Doig has continued the saga of Morrie Morgan begun in The Whistling Season and Work Song, bringing us up to date on the exploits of the ever-inventive and often-in-hot-water Morrie. Married now, he's been living high all over the globe, but is about to come crashing down when an offer they can't refuse bring them back to Butte, Montana and a job with the union-sympathizing and fair-wage-advocating newspaper, the Thunder.
Nothing ever runs in a straight line for Morrie Morgan, and Doig spins his stories with both creative turns of plot and brilliantly constructed wordcraft. Just at first I wasn't sure this would rise to the level of some of Doig's other work in terms of grabbing my interest--maybe because it opened in San Francisco rather than Montana. But within a chapter or so, I was fully caught in the story and the prose, and raced on to the end with that painful mixture of desire to linger and inability to stop reading that marks my reaction to really good books.
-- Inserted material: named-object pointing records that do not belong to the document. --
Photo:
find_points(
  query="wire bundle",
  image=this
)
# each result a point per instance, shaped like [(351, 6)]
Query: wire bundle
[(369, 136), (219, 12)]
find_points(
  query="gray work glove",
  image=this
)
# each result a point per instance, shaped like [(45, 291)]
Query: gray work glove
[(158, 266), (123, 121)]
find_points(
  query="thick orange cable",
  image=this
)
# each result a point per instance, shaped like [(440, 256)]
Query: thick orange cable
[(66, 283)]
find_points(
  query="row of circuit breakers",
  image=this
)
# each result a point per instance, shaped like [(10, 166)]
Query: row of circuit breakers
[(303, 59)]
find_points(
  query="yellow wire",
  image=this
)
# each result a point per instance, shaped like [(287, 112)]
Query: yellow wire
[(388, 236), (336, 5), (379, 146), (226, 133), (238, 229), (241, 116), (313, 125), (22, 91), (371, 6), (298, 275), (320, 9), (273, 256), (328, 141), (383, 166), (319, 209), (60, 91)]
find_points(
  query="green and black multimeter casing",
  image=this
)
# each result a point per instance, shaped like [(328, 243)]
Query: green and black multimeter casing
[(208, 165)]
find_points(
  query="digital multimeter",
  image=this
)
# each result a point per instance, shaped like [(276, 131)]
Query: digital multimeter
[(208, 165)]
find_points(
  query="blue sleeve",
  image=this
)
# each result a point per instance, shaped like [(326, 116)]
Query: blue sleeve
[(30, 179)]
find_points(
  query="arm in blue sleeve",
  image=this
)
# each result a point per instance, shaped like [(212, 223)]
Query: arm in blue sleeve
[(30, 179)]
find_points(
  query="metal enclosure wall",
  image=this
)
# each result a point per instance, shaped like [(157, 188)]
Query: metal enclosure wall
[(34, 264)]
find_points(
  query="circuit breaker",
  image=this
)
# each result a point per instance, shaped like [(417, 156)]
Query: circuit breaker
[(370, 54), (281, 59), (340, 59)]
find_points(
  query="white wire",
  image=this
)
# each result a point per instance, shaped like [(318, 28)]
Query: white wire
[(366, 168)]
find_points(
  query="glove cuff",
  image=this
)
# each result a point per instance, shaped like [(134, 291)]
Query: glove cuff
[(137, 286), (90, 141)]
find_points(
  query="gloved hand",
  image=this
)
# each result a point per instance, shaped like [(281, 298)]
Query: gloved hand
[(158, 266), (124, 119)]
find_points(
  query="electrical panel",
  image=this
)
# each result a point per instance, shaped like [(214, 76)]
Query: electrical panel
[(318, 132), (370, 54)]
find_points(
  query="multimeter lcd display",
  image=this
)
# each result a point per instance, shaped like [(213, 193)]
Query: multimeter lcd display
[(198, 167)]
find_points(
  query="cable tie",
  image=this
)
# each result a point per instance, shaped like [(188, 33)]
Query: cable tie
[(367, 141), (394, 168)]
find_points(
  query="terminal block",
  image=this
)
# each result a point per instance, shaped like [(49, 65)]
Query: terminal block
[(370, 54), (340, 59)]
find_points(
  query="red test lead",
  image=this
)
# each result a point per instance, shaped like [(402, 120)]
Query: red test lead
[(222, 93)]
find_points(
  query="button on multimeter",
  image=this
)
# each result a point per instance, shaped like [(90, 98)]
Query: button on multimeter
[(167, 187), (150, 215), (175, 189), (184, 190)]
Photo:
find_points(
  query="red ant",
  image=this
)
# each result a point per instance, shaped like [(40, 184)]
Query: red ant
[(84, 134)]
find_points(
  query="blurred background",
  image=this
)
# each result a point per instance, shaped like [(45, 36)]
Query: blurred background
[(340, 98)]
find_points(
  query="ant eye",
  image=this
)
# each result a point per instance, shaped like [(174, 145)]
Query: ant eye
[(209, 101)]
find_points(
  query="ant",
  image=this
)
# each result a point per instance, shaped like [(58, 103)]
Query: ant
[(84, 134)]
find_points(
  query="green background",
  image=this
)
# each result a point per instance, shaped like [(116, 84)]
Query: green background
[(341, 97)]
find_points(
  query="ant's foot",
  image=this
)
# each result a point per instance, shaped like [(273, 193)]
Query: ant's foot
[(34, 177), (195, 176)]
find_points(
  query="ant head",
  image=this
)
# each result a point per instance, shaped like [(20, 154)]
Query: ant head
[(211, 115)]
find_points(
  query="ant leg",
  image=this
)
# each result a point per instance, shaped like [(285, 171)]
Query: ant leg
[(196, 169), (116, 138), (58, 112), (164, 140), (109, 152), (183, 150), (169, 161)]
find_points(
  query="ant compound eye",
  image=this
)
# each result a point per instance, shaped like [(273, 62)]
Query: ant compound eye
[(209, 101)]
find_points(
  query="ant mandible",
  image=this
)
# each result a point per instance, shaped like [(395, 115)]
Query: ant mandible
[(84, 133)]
I think The Whistling Season remains my favorite of Doig's novels, but this is an excellent addition to the collection.
Frankly, I'll recommend Ivan Doig to anyone who will stand still long enough to hear me. But this is perhaps of extra interest (along with Work Song) to anyone who has an interest not only in Montana but also in the history of unions in the United States. It's clear where Doig's sympathies lie, but he gets in a few digs at both sides, and some at Prohibition while he's at it.
Full Disclosure: I checked Sweet Thunder out of my library, and received nothing from the writer or publisher in exchange for my honest review. The opinions expressed are my own and those of no one else. I am disclosing this in accordance with the Federal Trade Commission's 16 CFR, Part 255: "Guides Concerning the Use of Endorsements and Testimonials in Advertising."